Und er erinnert sehr treffend daran, dass Vinzenz in seinem gesamten Werk mit dem heiligen Paulus mahnt: „Timotheus, bewahre, was dir anvertraut ist. Halte dich fern von gottlosem Geschwätz und von den falschen Lehren der sogenannten 'Erkenntnis'“ (1 Tim 6,20).

Im Licht dieser wertvollen Erinnerung an die Tradition sollten die wiederholten Äußerungen von Franziskus gegen das, was er Rückständigkeit nennt, gesehen werden, wie anlässlich der Segnung der Pallien der Erzbischöfe des vergangenen Jahres am 29. Juni. Oder erst kürzlich, am 1. September, beim Empfang der Mitglieder der italienischen Vereinigung der Liturgielehrer:

„Tradition ist der lebendige Glaube der Toten. Und der Traditionalismus ist der tote Glaube einiger Lebender...“, so Franziskus, der die Traditionalisten als Opfer des „weltlichen Geistes der Rückständigkeit“ bezeichnete. An die Wurzel zu gehen, bedeute nicht, zurückzufahren, denn „zurückfahren heißt, gegen die Wahrheit und gegen den Geist zu handeln“.

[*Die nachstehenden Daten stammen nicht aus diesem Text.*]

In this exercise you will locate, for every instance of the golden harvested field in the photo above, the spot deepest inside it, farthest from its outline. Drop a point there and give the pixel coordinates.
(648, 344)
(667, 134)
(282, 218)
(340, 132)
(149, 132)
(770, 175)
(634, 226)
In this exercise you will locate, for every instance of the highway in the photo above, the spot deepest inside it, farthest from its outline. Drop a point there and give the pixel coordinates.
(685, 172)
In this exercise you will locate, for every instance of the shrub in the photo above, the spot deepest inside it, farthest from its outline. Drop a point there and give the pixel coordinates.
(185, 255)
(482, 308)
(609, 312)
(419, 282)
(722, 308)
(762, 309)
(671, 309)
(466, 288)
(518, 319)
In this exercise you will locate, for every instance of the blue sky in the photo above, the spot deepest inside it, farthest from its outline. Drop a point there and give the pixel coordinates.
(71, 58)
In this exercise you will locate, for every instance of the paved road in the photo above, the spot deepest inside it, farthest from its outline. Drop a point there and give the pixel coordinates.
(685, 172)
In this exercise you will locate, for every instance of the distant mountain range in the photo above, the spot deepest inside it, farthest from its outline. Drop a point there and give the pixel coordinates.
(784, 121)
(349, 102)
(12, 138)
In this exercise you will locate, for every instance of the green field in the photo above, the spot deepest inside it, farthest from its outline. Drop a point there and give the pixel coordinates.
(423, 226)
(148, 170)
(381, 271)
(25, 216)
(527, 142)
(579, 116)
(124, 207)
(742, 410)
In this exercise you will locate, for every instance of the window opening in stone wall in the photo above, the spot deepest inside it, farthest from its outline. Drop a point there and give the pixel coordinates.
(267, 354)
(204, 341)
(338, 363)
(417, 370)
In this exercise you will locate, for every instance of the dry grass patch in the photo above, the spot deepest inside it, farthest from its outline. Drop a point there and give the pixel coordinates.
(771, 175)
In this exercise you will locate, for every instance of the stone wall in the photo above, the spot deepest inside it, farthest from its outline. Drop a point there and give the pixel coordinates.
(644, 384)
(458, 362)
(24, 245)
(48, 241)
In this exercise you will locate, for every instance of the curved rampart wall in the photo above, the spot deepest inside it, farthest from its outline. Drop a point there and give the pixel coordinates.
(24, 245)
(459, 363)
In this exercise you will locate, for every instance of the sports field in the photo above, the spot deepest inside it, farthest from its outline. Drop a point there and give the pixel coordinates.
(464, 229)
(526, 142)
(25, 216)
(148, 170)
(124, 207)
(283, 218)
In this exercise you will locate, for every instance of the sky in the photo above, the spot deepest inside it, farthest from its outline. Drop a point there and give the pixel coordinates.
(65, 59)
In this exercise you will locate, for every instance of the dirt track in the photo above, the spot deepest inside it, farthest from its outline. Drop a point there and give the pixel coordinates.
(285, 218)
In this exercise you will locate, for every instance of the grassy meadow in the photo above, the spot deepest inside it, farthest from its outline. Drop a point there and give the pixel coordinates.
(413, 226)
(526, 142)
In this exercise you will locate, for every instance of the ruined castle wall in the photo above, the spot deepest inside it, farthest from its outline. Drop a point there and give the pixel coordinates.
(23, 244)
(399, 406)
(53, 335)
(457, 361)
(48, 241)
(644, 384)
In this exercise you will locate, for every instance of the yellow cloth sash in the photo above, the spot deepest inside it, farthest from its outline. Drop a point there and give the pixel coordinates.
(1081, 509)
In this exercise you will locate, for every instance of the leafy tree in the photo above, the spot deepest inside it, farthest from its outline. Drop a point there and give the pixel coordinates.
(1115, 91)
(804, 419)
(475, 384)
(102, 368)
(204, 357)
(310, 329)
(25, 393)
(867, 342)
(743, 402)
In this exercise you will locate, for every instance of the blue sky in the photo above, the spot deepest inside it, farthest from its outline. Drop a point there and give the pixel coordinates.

Die Liturgie sei „kein Denkmal aus Marmor oder Bronze, kein Museumsstück“ und kritisierte einmal mehr eine traditionelle Liturgie mit „Trauerflor“, während sie doch „das Lob des Herrn“ singen sollte. Lassen wir diese epidermalen Urteile, die eher von der Poptheologie als von der “sacra doctrina”, der heiligen Lehre, diktiert werden, stehen und beten wir für ihren Autor.